En résumé, permettez-moi de tirer les conclusions suivantes:
1. L'intérêt humanitaire est prioritaire. Il s'agit de faire en sorte que les bateaux du Programme alimentaire mondial arrivent à bon port avec la nourriture.
2. Il s'agit d'un intérêt immédiat pour la Suisse. Une solution exclusivement militaire ne peut pas atteindre l'objectif, mais des mesures de stabilisation militaire doivent être mises en oeuvre de façon complémentaire pour stabiliser la région, et ça c'est dans notre intérêt! Je vous ai parlé tout à l'heure de nos efforts d'aide au développement et des flux migratoires.
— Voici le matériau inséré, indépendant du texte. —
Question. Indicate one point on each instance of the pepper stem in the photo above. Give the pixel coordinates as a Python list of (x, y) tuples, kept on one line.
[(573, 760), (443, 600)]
Il est absolument illusoire d'imaginer pouvoir rétablir l'ordre étatique en Somalie sans neutraliser les bandes criminelles qui ont un intérêt clair à l'absence de tout Etat de droit. La Suisse peut mettre à disposition un contingent modeste, mais dont la valeur est très appréciée. C'est bien de cette contribution-là que l'opération a besoin. Et la Suisse ne peut pas agir seule, elle ne peut pas le faire. Elle a besoin également de participer à une opération internationale pour pouvoir être active et contribuer à stabiliser la région.
Avec cette contribution, la Suisse ferait sien, et de manière cohérente, le principe d'une politique étrangère intégrale et coordonnée. Cela signifie la reconnaissance, en termes d'efficience, de la mise en oeuvre de tous les instruments, à savoir: la présence dans l'opération Atalanta; la politique de paix; la politique de développement et l'engagement humanitaire.
Je vous remercie, pour ces raisons, de bien vouloir soutenir l'engagement suisse dans l'opération Atalanta.